John Mirabella, owner of off-the-beaten-path Castaway Waterfront Restaurant & Sushi Bar in Marathon, could well be called the "Lionfish King" of the Florida Keys.
Mirabella is recognized throughout the universe of lionfish for spearheading efforts to remove the voracious and wildly invasive non-native species from Keys waters.
The affable natural storyteller is known as a pioneering lionfish hunter and for the ways he cooks it up - "wreckdiver style" (cooked in white wine with lemon, capers, tomatoes, garlic and fresh herbs), served as sushi or in a Benedict dish.

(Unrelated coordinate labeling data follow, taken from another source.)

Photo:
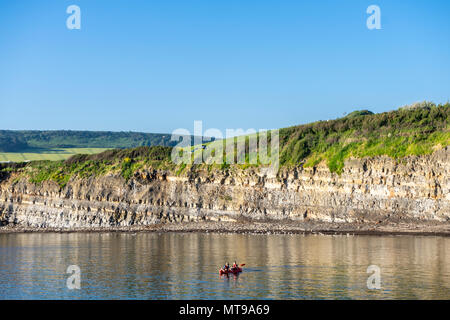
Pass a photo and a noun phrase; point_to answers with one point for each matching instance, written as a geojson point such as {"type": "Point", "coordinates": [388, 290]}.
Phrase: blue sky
{"type": "Point", "coordinates": [155, 66]}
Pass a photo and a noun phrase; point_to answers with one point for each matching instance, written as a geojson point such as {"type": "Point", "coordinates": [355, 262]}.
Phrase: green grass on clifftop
{"type": "Point", "coordinates": [415, 130]}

"People want lionfish," Mirabella said. "They're coming to search for it. Some people actually plan their vacations around what they're going to eat."
Castaway's extensive menu typically includes nine species of fish, all fresh off the boat. Mirabella purchased Marathon's oldest restaurant Feb. 16, 2000, when it was a 40-seat screened-in porch.
Today the 150-seat eatery has three seating venues: Tiki-covered, waterside outdoor dining and air-conditioned waterfront dining areas.
Mirabella, who hunts lionfish regularly, has also represented the state of Florida at an international sustainable seafood conference.
In his spare time, the former nuclear operator enjoys traveling throughout the Bahamas and with son Ian to theme parks in central Florida. Mirabella also enjoys time with dog Saylor and friend and dive buddy Adolphus Busch IV, a part-time Marathon resident.
Mirabella works closely with Lionfish Central - a nonprofit committed to evaluation, education and eradication of the invasive Indo-Pacific species from Atlantic Ocean and Caribbean Sea reefs - to source lionfish when he's not in the water catching them. He conducts 150 to 500 dives each year.
In addition, he's now a comic book character, showcased as a "lionfish reef hero" in Lionfish Central's lionfish comic project. Mirabella sells the comic book in the gift shop at Castaway, and a soon-to-be-created lionfish consumption passport is in the works.
Keys Traveler: When did you first come to the Florida Keys and why?
John Mirabella: Nearly 25 years ago. I longed for a life in the islands and away from the city. I wanted to be my own boss. In 1999, I finished a sailing voyage from the Pacific and arrived in the beautiful Florida Keys.
KT: What aspects of the Keys environment or way of life matter most to you?
JM: The idyllic weather and enjoying all the benefits of living on the water. I quickly fell in love with the people. The small-town sense of community is a great place to raise my son.
KT: Who or what inspired you to become passionate about respecting and protecting the Keys' natural world?
JM: My parents, for exposing me to the vastness and diversity of the ocean at a very early age. I was raised on the Florida east coast. The ocean has always played a very significant role in my life.
KT: How does that passion influence your work or profession?
JM: My passion is directly related to my profession. Since I own a sushi-seafood restaurant, the justification to go diving and spearfishing is there on a daily basis. I take great pride in serving a dish that was swimming in the ocean earlier that day.
KT: What are some of the ways, personally or through your work, that you connect with and/or help protect the local environment and unique lifestyle?
JM: I am most comfortable in two places - underwater and in the dining room of the Castaway. When chatting with our guests, the conversation almost always gravitates to seafood and drifts to conservation efforts and sustainability. Informing people is part of the process.
KT: What keeps you energized, challenged and focused on your path?
JM: Now that we are established and the restaurant has the personnel and infrastructure in place to perform, I can concentrate on the finer details and how to support our fragile ecosystem. My single greatest motivation is my 6-year-old son Ian. Everything I do is with him in mind. Conservation efforts supported by the Castaway are done with the next generation in mind.
KT: What do you hope your positive environmental actions will accomplish?
JM: For the next generation to be conscious stewards of our precious ecosystem because once something is lost, it is impossible to bring it back. We need to act NOW to affect positive change.
KT: What message do you want your actions and example to communicate to people you encounter?
JM: The simplest action (or inaction) can have a very significant impact on the environment.
KT: What's your favorite natural or eco-friendly activity in the Keys?
JM: Swimming along the bottom of the ocean converting deleterious non-native lionfish into tasty meals.